Detailed Description

In order to make the objects, technical solutions and advantages of the embodiments of the present application clearer, the technical solutions in the embodiments of the present application will be clearly and completely described below with reference to the drawings in the embodiments of the present application, and it is obvious that the described embodiments are only a part of the embodiments of the present application, and not all the embodiments. The components of embodiments of the present application, generally described and illustrated in the figures herein, may be arranged and designed in a wide variety of different configurations. Thus, the following detailed description of the embodiments of the present application, presented in the accompanying drawings, is not intended to limit the scope of the claimed application, but is merely representative of selected embodiments of the application. All other embodiments, which can be derived by a person skilled in the art from the embodiments of the present application without making any creative effort, shall fall within the protection scope of the present application.

The following detailed description of embodiments of the invention is made with reference to the accompanying drawings 1 and 4:

the historical case first page data is a record item generated after the patient is completely hospitalized, each record comprises individual information (encrypted information such as identification number, sex, age, hospitalization time and discharge time) of the patient, information (information such as hospital grade and hospital address) of the hospitalization hospital and hospitalization Disease diagnosis (main diagnosis and at most 15 secondary diagnoses) of the patient, and the 10 th edition code of International Classification of Disease-review 10, ICD-10 is adopted; based on the above, data needs to be preprocessed, that is, variables with a deletion rate greater than 30% in a data set are removed, and the residual data with the deletion rate are filled with the missing values by using the mean value of the non-missing parts; data without missing values are obtained and stored in a storage space established in the storage medium, such as a database.
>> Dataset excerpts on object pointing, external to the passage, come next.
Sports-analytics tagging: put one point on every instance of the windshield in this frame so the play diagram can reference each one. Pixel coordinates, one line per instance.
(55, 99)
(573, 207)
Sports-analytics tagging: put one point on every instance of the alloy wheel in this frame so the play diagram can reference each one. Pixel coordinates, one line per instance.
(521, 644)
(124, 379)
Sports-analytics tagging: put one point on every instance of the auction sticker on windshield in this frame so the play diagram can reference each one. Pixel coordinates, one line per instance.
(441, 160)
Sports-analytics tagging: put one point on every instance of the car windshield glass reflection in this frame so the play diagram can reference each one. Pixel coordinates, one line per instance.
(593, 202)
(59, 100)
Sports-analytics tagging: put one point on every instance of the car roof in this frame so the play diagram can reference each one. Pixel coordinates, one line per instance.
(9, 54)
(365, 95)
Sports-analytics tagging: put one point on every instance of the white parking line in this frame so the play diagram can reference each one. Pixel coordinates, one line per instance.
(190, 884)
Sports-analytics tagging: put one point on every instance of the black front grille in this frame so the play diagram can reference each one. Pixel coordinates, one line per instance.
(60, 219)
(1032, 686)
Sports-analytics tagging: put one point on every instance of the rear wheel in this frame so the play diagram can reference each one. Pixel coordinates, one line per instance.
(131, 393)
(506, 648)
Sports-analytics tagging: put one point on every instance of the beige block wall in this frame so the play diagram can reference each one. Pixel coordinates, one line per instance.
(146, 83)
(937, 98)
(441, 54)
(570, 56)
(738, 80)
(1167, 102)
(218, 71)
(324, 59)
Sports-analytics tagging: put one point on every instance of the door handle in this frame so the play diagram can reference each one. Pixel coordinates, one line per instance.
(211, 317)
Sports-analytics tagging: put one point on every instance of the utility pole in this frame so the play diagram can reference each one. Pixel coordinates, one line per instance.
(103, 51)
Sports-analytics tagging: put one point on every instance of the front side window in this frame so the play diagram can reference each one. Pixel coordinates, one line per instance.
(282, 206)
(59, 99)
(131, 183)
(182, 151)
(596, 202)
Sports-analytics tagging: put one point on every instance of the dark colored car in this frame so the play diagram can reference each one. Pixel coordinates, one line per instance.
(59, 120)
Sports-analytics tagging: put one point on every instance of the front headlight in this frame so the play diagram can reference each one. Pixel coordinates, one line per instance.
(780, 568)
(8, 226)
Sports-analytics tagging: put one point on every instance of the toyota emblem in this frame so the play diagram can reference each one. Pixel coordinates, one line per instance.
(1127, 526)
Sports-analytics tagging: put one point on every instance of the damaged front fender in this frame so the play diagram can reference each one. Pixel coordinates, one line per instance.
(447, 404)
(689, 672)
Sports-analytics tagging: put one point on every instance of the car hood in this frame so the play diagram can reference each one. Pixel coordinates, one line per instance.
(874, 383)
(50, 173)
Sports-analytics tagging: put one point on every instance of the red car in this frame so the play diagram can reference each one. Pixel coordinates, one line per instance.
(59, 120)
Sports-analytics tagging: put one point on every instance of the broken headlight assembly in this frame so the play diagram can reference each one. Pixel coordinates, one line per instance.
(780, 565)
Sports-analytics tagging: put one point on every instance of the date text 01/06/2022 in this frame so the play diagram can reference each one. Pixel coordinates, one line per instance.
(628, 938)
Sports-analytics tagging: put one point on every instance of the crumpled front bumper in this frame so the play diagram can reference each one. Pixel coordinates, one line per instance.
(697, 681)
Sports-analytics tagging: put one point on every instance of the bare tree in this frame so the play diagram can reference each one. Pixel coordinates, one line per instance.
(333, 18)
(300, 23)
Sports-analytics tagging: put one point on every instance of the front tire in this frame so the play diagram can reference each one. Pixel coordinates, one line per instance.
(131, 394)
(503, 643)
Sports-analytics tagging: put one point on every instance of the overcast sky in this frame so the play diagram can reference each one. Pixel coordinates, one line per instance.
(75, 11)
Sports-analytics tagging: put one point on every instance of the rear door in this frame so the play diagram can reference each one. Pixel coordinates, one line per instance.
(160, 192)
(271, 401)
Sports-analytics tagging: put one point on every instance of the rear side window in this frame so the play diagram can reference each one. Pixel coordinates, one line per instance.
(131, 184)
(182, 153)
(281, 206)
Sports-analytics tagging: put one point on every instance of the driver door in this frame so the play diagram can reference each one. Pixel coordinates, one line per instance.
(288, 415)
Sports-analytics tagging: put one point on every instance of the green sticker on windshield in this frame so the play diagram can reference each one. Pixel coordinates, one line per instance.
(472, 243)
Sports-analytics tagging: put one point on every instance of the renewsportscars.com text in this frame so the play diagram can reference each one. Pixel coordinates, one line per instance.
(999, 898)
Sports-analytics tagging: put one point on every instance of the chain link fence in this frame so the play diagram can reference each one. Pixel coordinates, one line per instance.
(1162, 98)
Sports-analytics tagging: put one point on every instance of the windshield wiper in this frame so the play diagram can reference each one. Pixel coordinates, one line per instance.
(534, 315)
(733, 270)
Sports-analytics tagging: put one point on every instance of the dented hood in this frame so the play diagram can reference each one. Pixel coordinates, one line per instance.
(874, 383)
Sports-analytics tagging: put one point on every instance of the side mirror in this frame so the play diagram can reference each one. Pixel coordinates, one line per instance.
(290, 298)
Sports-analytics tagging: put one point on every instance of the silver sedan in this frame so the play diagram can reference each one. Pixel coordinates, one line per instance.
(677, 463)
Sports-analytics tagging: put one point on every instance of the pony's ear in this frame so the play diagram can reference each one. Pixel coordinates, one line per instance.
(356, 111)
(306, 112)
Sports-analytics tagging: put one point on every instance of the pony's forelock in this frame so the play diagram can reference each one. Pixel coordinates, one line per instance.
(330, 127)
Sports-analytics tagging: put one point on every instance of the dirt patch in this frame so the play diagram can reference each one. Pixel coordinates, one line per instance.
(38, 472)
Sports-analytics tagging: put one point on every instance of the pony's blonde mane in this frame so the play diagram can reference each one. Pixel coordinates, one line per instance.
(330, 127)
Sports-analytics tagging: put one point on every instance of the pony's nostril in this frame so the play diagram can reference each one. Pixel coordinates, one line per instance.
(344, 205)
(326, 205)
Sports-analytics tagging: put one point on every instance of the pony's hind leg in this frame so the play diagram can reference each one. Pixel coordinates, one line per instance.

The goal of the present invention is to predict a patient's risk of disease N years into the future based on the patient's historical disease and individual information. Therefore, before data without missing values is formed, patients with hospitalization records with time span exceeding N years need to be screened, the chronic disease diagnosis of the hospitalization records of the last N years of the patients is taken as a prediction label, and the historical diseases are taken as known information; according to the invention, by setting the value of N, the future disease risk of the patient at different time granularities can be predicted.

Step 2: dividing the historical case data obtained by preprocessing into diseases which the patient has historically suffered and diseases which the patient has suffered in the future based on the time sequence, constructing the diseases which the patient has historically suffered as a patient-disease coding bipartite graph, and constructing the diseases which the patient has suffered in the next N years as a patient-disease decoding bipartite graph;

referring to fig. 1, in order to be able to predict the disease that may occur in a patient N years in the future, the present invention abstracts the task scenario into the link prediction problem of a bipartite graph, whose left nodes represent different patients and right nodes represent different diseases, and where only edges from patient to disease exist, a patient-disease encoded bipartite graph is used for an encoder to automatically learn the patient nodes and disease node embedded vector expressions, and a patient-disease decoded bipartite graph is used for a decoder to learn the occurrence probability of each edge.

The edges in the patient-disease code bipartite graph represent diseases that the patient has had in history, and the weights represent the number of occurrences of the disease; the solid line in the patient-disease decoding bipartite graph represents a positive sample, i.e., the patient's new disease N years into the future; the dashed line in the patient-disease decoding bipartite graph represents a negative sample, i.e., a disease that the patient will not have newly developed in the next N years; the complete bipartite graph is used to subtract the patient-disease encoded bipartite graph to obtain the edges of the patient-disease decoded bipartite graph.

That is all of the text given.